EDITORIAL: ICF crumbling

It's time for a senior government to step in and protect this valuable resource

The Island Corridor Foundation is in the late stages of death by a thousand cuts.

The first casualty of war, or bureaucratic boondoggles, is the truth. That ship sailed long ago with the ICF.

First and foremost, there is currently no passenger rail service on Vancouver Island. The reasons for that failure are many, and not all of them are related to the action, or inaction, of the ICF.

Just most of them.

Consider the following list, far from complete, of stumbles and hurdles that have plagued this crumbling coalition of regional districts and First Nations:

• The ICF sues one of their board members, Regional District of Nanaimo director Julian Fell. This wasn’t red flag number one, but it was a bright, shiny marker for sure.

• The RDN passes a motion to rescind its $1 million commitment to the ICF.

• The RDN passes what’s essentially a non-confidence motion related to the management of the ICF.

• The ICF responds by extending the contract of their manager for 30 months.

• The federal government, even after a change in the party of power, still refuses to release more than $7 million in funding, which also puts close to $14 million in funding from junior governments (the province, regional districts) in a holding pattern.

• Most importantly, and directly related to the reluctance of the feds, the Snaw-Naw-As First Nation initiates a civil lawsuit in B.C. Supreme Court against the ICF and the Attorney General of Canada over the rail line, asking for the return of Snaw-Naw-As land that was taken in the last century to build the railway, which runs through the reserve in Nanoose Bay.

The ICF has spoken about transparency and accountability. It’s been all talk. Its news releases come with no attribution, flowery phrases with no identifiable speakers. It renews the contract of its CEO without any request for proposals or advertising for the job, an irresponsible, non-transparent, unaccountable act by a foundation that seeks taxpayer funding.

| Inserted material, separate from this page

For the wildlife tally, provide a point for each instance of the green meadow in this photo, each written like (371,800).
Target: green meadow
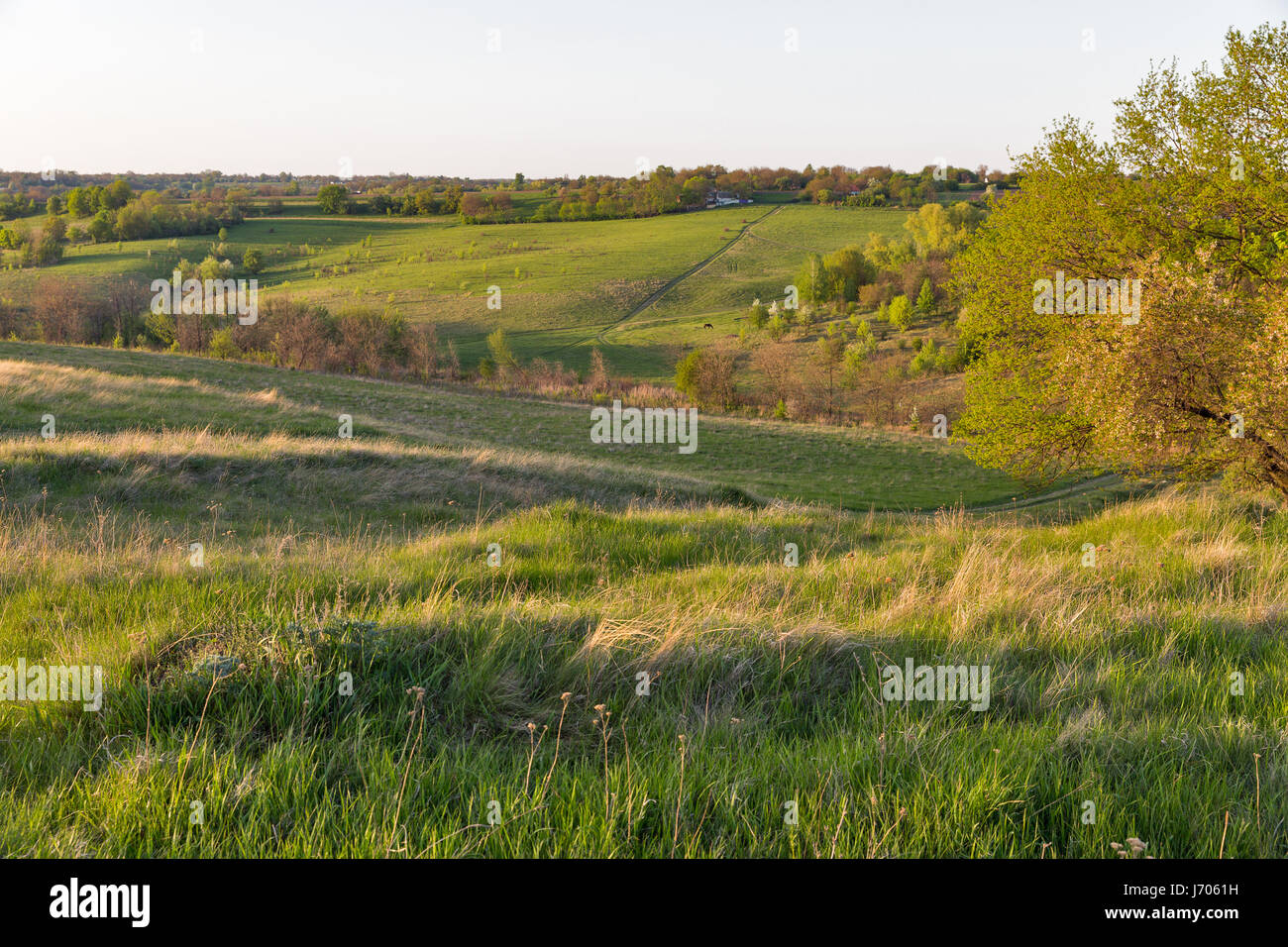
(639,289)
(471,631)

Truth, transparency and accountability are a casualty in a situation where the board seems hunkered down in a foxhole, consistently on the defensive.

It’s time for someone, some government, to step in. The asset — the rail corridor — is too valuable to the people of Vancouver Island for this charade to continue. Don McRae (Comox) and cabinet minister Michelle Stilwell (Parksville-Qualicum), the only two government MLAs on the Island, need to get involved.